ISO soprano soloist Janice Chandler-Eteme |
A newer piece brought to the stage this weekend's other two guest artists: soprano Janice Chandler-Eteme and narrator Joshua Thompson. Adolphus C. Hailstork's "JFK: The Last Speech" uses John F. Kennedy's speech in tribute to Robert Frost at Amherst College the month before the era-shattering assassination. Sixty years ago last Thursday Kennedy spoke magisterially about the importance of the arts and what the recently deceased New England poet represented to American artistic achievement.
Frost had spoken at Kennedy's inauguration in 1961, the first poet ever included in this patriotic ritual. "Summoning artists to participate / In the august occasions of the state / Seems something artists ought to celebrate" is how the poem Frost intended to recite begins. But the glare of winter sunlight forced him to draw on his memory to say his old patriotic poem "The Gift Outright."

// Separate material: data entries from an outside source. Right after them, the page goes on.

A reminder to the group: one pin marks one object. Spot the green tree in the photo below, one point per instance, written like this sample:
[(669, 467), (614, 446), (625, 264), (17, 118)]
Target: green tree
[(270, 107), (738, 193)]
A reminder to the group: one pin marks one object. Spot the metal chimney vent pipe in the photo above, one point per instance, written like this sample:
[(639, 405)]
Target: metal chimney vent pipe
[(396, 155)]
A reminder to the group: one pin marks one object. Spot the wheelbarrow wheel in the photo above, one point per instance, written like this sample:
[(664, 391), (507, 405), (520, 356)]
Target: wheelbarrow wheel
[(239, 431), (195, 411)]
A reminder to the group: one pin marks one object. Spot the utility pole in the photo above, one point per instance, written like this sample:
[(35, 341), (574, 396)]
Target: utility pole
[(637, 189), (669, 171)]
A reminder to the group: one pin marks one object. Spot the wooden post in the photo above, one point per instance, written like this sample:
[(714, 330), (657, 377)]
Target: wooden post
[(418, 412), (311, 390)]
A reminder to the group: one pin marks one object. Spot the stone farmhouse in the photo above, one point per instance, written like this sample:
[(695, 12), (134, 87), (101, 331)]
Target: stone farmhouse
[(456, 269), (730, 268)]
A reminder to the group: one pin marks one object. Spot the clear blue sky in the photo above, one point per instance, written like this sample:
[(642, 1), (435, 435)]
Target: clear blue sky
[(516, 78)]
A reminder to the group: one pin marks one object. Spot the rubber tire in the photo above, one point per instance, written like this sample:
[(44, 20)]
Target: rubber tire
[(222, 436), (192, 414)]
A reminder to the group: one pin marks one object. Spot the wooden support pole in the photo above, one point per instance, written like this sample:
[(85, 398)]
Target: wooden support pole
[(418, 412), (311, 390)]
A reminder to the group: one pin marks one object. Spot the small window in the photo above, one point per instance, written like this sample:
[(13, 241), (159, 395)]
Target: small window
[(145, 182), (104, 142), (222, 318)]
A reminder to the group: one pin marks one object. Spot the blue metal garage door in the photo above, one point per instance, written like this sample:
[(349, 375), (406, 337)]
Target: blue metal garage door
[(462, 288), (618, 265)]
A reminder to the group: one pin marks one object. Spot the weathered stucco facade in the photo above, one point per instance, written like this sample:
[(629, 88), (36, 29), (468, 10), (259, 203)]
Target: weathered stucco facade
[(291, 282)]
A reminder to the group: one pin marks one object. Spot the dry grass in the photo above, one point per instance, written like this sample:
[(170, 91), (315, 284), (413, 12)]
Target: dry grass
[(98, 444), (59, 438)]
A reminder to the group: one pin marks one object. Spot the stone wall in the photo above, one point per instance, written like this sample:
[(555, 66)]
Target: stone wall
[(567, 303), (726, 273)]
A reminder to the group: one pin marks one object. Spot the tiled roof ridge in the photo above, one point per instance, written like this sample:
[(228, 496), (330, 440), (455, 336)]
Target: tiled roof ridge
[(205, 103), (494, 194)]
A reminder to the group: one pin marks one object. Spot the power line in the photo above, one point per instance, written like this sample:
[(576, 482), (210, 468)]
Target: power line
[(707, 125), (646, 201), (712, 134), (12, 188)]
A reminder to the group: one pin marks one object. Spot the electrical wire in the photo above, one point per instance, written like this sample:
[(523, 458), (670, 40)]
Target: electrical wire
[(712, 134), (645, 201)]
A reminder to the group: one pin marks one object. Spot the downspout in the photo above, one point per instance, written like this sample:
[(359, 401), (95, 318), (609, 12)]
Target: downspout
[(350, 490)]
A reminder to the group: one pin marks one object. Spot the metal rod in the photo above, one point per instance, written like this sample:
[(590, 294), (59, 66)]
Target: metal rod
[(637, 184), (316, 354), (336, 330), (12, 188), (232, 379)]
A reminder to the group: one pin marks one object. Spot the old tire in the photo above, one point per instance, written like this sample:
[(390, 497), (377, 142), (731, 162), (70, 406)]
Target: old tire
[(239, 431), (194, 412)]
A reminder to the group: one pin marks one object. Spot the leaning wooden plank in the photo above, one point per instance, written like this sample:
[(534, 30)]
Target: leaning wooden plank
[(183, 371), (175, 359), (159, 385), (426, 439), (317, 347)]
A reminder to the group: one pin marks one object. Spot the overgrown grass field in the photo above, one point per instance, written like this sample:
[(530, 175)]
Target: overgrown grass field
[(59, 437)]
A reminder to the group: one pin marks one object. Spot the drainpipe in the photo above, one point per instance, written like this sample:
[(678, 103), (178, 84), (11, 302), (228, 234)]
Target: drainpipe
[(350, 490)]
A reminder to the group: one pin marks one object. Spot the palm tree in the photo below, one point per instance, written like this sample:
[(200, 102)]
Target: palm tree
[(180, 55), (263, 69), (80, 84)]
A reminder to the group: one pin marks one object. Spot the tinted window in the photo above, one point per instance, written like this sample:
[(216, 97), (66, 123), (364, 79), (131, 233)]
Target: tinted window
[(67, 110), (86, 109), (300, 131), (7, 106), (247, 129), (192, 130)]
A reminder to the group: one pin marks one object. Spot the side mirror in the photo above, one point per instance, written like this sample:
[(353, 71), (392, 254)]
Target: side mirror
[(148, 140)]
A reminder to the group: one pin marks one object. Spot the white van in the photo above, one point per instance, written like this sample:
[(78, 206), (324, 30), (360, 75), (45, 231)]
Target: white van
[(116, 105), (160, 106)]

Hailstork's orchestra writing gives color and pulse to expressions of hope and special moments in our
Joshua Thompson |
history, neatly folded into one another. It opens with a demanding fanfare-like trumpet assertion, well played Friday by acting assistant principal Allen Miller. After Thompson's first debonair, urgent delivery of Kennedy's words, I caught recognizable snatches of Frost in Chandler-Eteme's soaring soprano. Without text, long phrases from high voices are often hard to discern, and I wondered if Hailstork's option of a tenor soloist should have been taken. Chandler-Eteme sounded thoroughly invested in her task, however, and brought it off well.
The scoring seemed competent and attentive to the words of both Frost and Kennedy. It never held any surprises, though. The last lines of "Stopping by Woods" wrap up the vocal contribution, as solo oboe, then flute, over tremolo strings, lead to a soft landing for the ensemble. Earlier, JFK's words about the artist's duty follow upon the harp-accompanied "Acquainted With the Night," then a cello solo.
The work is like a museum diorama or the picturesque arrangement of buildings, trees, and terrain for a Lionel toy-train display. Everything is in its place, complementing its surroundings. But it's overloaded with reverence, and turns the wary stance of Frost into something too all-embracing: "The Road Not Taken," one of the poems Hailstork quotes, tends to be misinterpreted as self-confident about fateful choices, when it is in fact doubtful about what "all the difference" between the two paths really is.
The path that the ISO and many American orchestras have taken about programming similarly might not yield a definitive answer. "Brahms and the American Spirit" fits the desired juxtaposition of old and new music as well as today's diversity trend. Further experimentation is warranted.